Secondary degenerative changes such as stromal sclerosis (seen here), hemorrhage, cyst formation, calcifications are common.
Follicular adenomas and follicular carcinomas are benign and malignant (respectively) encapsulated neoplasms that show follicular differentiation but do not exhibit the nuclear features seen in papillary thyroid carcinomas (DeLellis, Fletcher). Only the presence of capsular and/or vascular invasion distinguishes between the former from the latter, thus, the capsule should be sampled thoroughly and perhaps entirely.
Follicular adenomas account for the majority of benign neoplasms in the thyroid. Grossly, these are solitary masses (mean size of 3.0 cm) surrounded by a capsule with a homogeneous cut surface. Secondary degenerative changes are common e.g. cystic change, calcifications, infarctions (Thompson). The capsule tends to be much thicker in follicular carcinomas.
Histologically and on FNA, follicular adenomas may be virtually indistinguishable from a dominant adenomatoid (colloid) nodule. It may not really be necessary to make this distinction since both are benign.
Variants of follicular neoplasms include hyalinizing trabecular adenoma (although some authors prefer to classify this tumor as a variant of papillary thyroid carcinoma), clear cell, signet ring, mucinous, oncocytic (a.k.a. Hurthle cell) adenoma/carcinomas (Fletcher).
In terms of cytogenetic lesions, up to 1/3 of follicular adenomas and 2/3 of follicular carcinomas exhibit the PAX8/PPARgamma1 translocation. This t(2;3)(q13;p25) translocation fuses PAX8, a thyroid transcription factor, to PPARgamma1, a peroxisome-activate receptor (Kroll). Note that the follicular variant of papillary carcinoma also exhibit this translocation. These two related entities (follicular neoplasms and the follicular variant of PTC) share this genetic lesion as well as mutations in RAS.
In a study by Kroll (2000), 5 of 8 follicular carcinomas exhibited the translocation, which was not seen in 20 follicular adenomas, 10 papillary carcinomas or 10 multinodular hyperplasias.
Unlike conventional PTC, follicular neoplasms do not exhibit the RET/PTC translocation or BRAF mutations (Fletcher).
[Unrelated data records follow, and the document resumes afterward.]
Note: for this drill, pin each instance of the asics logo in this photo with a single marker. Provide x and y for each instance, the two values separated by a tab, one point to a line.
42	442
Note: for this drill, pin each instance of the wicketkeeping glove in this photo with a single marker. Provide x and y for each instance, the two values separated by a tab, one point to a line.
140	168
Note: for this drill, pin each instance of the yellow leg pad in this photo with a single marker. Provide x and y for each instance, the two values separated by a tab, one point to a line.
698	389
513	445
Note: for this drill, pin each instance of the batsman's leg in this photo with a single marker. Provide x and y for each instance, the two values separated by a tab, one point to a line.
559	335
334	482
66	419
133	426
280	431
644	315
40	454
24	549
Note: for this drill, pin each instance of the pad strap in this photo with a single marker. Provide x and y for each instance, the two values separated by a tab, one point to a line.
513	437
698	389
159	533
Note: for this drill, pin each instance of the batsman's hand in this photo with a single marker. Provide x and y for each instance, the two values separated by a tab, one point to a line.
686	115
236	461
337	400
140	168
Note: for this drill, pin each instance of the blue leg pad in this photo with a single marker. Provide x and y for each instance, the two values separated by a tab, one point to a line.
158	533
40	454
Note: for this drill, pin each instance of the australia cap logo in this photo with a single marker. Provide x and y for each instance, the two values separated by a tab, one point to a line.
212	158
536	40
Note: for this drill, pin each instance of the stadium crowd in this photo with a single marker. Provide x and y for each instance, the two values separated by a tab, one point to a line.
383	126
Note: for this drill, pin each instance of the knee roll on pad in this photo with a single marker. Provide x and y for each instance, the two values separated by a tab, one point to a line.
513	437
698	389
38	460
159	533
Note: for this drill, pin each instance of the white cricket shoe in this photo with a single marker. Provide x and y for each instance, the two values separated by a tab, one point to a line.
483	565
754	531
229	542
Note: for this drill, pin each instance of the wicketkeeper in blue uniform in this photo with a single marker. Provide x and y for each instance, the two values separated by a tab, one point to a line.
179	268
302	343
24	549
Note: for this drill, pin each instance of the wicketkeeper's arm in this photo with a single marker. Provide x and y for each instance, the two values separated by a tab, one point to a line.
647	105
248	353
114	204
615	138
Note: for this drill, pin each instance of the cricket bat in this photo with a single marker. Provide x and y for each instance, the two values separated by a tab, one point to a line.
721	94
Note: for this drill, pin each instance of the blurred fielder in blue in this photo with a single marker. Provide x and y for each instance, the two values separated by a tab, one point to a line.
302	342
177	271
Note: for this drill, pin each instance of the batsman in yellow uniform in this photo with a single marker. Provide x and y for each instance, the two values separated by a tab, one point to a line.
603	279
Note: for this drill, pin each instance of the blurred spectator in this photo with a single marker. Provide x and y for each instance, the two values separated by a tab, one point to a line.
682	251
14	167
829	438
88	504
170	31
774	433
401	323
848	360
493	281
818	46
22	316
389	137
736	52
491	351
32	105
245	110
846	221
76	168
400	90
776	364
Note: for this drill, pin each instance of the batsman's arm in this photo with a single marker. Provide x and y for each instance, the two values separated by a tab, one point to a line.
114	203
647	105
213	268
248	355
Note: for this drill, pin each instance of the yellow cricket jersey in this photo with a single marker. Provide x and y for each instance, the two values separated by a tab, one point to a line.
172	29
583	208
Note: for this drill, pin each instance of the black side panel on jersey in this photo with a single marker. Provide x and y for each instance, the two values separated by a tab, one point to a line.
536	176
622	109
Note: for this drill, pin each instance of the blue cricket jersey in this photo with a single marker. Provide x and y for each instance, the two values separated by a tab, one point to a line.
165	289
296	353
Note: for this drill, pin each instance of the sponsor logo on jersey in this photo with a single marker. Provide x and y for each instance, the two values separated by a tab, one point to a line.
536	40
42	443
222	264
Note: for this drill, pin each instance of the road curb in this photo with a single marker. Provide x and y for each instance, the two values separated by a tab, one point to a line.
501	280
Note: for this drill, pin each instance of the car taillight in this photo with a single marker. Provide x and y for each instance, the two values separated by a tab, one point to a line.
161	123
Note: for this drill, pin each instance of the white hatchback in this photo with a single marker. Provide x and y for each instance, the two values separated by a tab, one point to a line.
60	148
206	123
For both follicular adenomas and carcinomas, there is a female predominance (F:M ratio of 2:1) with a peak age in the 5th and 6th decades. The neoplasm presents as a painless solitary thyroid mass. The peak incidence in oncocytic (Hurthle) carcinoma is a decade later than conventional follicular carcinoma.
The incidence of follicular carcinoma is higher in iodine-deficient regions. With the widespread supplementation of iodine, the incidence of follicular neoplasms have decreased while the incidence of papillary thyroid carcinoma has increased (DeLellis). Also, follicular neoplasms are vanishingly rare in children, while papillary thyroid carcinoma (though not common before age 15) are the most common thyroid cancers in children (DeLellis).
Follicular adenomas are benign and excision is curative. The prognosis for follicular carcinoma is quite good as well, with >90% surviving past 20 years (Thompson). The oncocytic variant of follicular carcinoma has poorer prognosis as it is a more aggressive tumor (DeLellis, Fletcher).
To separate an adenoma from a carcinoma, you should look for capsular or vascular invasion. Note, however, that previous FNA may cause defects in the capsule, but usually, there should be a visible needle tract accompanied by hemosiderin laden macrophages and reactive changes (e.g. fibrosis, endothelial hyperplasia)(Thompson).
→The presence of capsular or vascular invasion distinguishes follicular adenoma from follicular carcinoma.
→The two cytogenetic lesions seen in follicular neoplasms are RAS mutations and the PAX8/PPARy translocation.
DeLllis RA, Lloyd RV, Heitz PU, Eng C. Tumors of Endocrine Organs: WHO Classification of Tumours. Lyon; IARC Press; 2004: 67-72.
Fletcher CDM, ed. Diagnostic Histopathology of Tumors. 3rd Ed. Philadelphia, PA: Elsevier; 2007: 1015-1026.
Kroll TG, Sarraf P, Pecciarini L et al. -PPARgamma1 fusion oncogene in human thyroid carcinoma [corrected]. Science. 2000 Aug 25;289(5483):1357-60.
Thompson LDR. Endocrine Pathology: Foundations in Diagnostic Pathology. Philadelphia, PA: Elsevier; 2006: 51-64, 101-8.